Le responsabilità delle inefficienze sono sempre ritrovabili al di fuori di noi stessi o del nostro ufficio. Ciò accade quando non riusciamo a percepire le conseguenze delle nostre azioni sugli altri membri dell’organizzazione.
3. L’illusione di farsi carico di qualcosa
Questa è l’illusione della “proattività a tutti i costi” e si confonde spesso con una reattività sotto mentite spoglie. Se la proattività è sempre diretta contro un “nemico là fuori”, stiamo solo reagendo alle circostanze. L’essere veramente proattivi deriva dal vedere come contribuiamo a risolvere i nostri problemi.
4. L’eccesso di concentrazione sugli eventi
Ci si concentra così tanto su eventi a breve termine (vendite del mese precedente, profitti dell’ultimo trimestre e così via) che non si riesce a percepire, riconoscere ed ammettere che le minacce alla nostra organizzazione sono rappresentate da processi lenti e graduali che hanno, al contrario, un impatto a lungo termine.
5. La parabola della rana bollita
Senge paragona la mancanza di adattamento delle organizzazioni alle graduali minacce esterne ad una rana bollita. Cosa accade se mettiamo una rana in una pentola di acqua bollente? Essa salterà fuori, ma se la mettiamo in una pentola di acqua fredda e, man mano, aumentiamo la temperatura, la rana non se ne accorgerà e finirà bollita. Morale della favola: la rana è morta senza rendersene conto.
6. L’illusione di apprendere dall’esperienza
«È qui il dilemma centrale dell’apprendimento che le organizzazioni devono affrontare: noi apprendiamo meglio dall’esperienza, ma non sperimentiamo mai direttamente le conseguenze di molte delle nostre decisioni più importanti. Le decisioni più critiche prese nelle organizzazioni hanno conseguenze a livello dell’intero sistema che si estendono su anni o decenni».

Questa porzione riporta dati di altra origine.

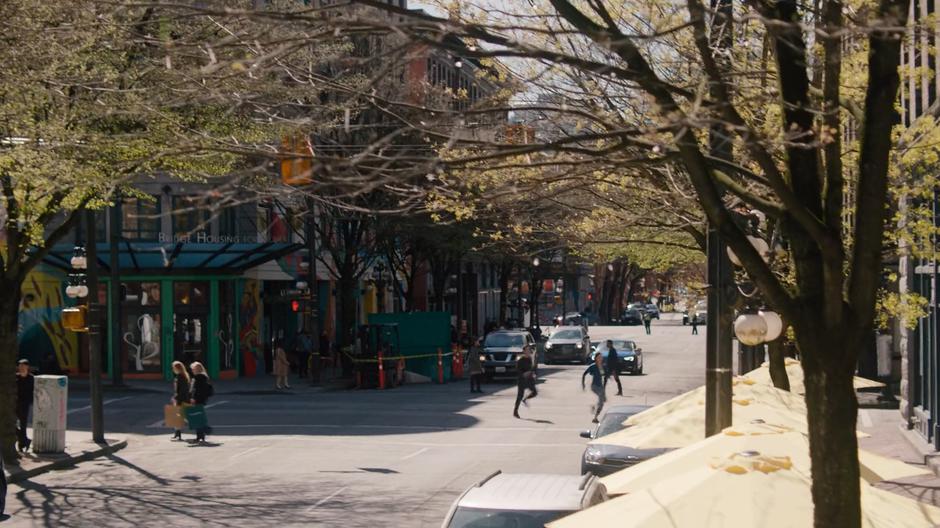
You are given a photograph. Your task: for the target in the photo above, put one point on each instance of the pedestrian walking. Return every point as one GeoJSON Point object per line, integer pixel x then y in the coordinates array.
{"type": "Point", "coordinates": [475, 364]}
{"type": "Point", "coordinates": [200, 390]}
{"type": "Point", "coordinates": [281, 366]}
{"type": "Point", "coordinates": [25, 383]}
{"type": "Point", "coordinates": [612, 369]}
{"type": "Point", "coordinates": [525, 380]}
{"type": "Point", "coordinates": [181, 391]}
{"type": "Point", "coordinates": [597, 384]}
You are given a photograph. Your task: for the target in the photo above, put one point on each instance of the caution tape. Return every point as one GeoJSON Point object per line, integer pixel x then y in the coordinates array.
{"type": "Point", "coordinates": [394, 358]}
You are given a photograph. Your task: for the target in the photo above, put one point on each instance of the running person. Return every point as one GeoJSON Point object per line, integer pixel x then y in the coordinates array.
{"type": "Point", "coordinates": [597, 384]}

Le organizzazioni cercano di superare questa difficoltà suddividendosi in uffici e componenti; istituiscono, cioè, una certa organizzazione del lavoro, ma tali suddivisioni danno luogo a feudi, per cui quella che una volta era una conveniente divisione del lavoro si trasforma in «compartimenti stagni» che impediscono i contatti tra le funzioni.
7. Il mito del management team
Scrive Chris Argyris di Harvard, che da lungo tempo studia l’apprendimento nei gruppi di dirigenti: «Il gruppo può funzionare benissimo con questioni di routine, ma, quando deve vedersela con questioni complesse che possono essere imbarazzanti o minacciose, il fatto di essere un gruppo sembra non servire assolutamente a nulla». In realtà nessun dirigente è disposto ad ammettere di non avere soluzioni a questioni complesse e, quindi, non è aperto all’apprendimento.
Prima di consigliarvi la lettura del libro di Senge vi chiedo: “Leggendo i precedenti punti, avete notato qualche congruenza con la vostra realtà organizzativa? Se così fosse, la questione meriterebbe un’approfondita riflessione”.